Il suo contributo alla diffusione delle vaccinazioni arrivò intorno al 1717, un periodo in cui risiedeva ad Istanbul, dove ebbe modo di vedere con i propri occhi una procedura medica sviluppata in oriente, e ancora poco conosciuta in Europa: la variolizzazione, ovvero l’inoculazione di materiale prelevato dalle pustole di un paziente in fase di guarigione dal vaiolo, per rendere il soggetto inoculato più resistente a future infezioni.

Una pratica concettualmente simile alla vaccinazione, ma ben più pericolosa perché basata sull’utilizzo di un virus umano non attenuato, per indurre l’immunizzazione. Nonostante qualche pericolo, però, la variolizzazione funzionava realmente e Lady Wortley Montagu ne comprese immediatamente le potenzialità, in un periodo in cui il vaiolo uccideva decine di migliaia di persone ogni anno nella sola Inghilterra.

E dopo secoli di vaccini, nel 1986 sempre una donna, di nome Joanne Pizzino, ha brevettato una siringa doppia, per l’iniezione di due o più liquidi in un paziente in sequenza predeterminata. Velocità, velocità, velocità. Altro che belonefobia! Pare infatti che gli uomini ne siano più colpiti delle donne, nonostante queste ultime siano statisticamente più fobiche.
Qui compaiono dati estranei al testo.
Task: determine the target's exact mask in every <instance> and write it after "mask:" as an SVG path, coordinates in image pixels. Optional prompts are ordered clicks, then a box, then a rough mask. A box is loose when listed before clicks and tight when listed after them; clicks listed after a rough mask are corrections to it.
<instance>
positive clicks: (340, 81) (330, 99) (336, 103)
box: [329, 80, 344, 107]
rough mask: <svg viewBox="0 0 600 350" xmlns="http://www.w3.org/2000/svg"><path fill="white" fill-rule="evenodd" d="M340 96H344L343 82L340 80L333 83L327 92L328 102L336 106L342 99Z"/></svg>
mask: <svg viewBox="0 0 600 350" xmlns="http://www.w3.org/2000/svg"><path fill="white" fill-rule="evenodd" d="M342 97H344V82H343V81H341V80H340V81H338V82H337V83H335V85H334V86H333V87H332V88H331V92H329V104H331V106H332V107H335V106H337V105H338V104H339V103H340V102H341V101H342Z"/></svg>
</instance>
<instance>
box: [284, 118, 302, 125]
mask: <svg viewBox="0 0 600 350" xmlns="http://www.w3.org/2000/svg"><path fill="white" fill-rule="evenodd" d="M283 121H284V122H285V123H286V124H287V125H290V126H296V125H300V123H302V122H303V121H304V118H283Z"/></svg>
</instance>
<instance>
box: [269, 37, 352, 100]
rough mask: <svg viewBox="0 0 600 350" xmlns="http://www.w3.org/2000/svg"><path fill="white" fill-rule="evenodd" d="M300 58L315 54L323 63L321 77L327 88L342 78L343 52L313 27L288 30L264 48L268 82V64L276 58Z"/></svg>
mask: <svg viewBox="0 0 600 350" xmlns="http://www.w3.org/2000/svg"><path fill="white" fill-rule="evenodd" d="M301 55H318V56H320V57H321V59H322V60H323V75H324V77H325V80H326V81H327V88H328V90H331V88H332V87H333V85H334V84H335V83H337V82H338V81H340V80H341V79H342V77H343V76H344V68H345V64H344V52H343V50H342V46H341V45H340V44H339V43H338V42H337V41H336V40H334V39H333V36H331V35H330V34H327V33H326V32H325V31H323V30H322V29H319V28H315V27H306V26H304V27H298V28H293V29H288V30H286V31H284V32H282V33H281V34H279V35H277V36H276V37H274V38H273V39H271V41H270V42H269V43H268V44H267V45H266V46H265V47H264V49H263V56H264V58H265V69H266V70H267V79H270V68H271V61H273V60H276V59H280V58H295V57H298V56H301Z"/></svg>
Ed è sempre stata una donna (Anna, una messinese di 31 anni) la prima cavia europea della somministrazione di vaccino Covid con una siringa senza ago, che funziona per velocità (non a caso) e garantisce di potersi vaccinare senza dolore. Ma forse le donne hanno più paura degli uomini che di un ago, alla fine.

Siamo ancora in piena tempesta e la casa è un rifugio dalle tempeste, da qualsiasi tipo di tempesta. Vi dirò, questa quarantena in solitaria non è poi così male. Ha il sapore assurdo della libertà, dell’indipendenza e della consapevolezza. La pazienza otterrà più della forza. E si sa, la pazienza è madre. Torneremo a vaccinarci, ma soprattutto torneremo ad amarci e a toccarci senza paura. Fino ad allora, nulla ci vieta di pensarci fortissimo (e magari di farcelo sapere).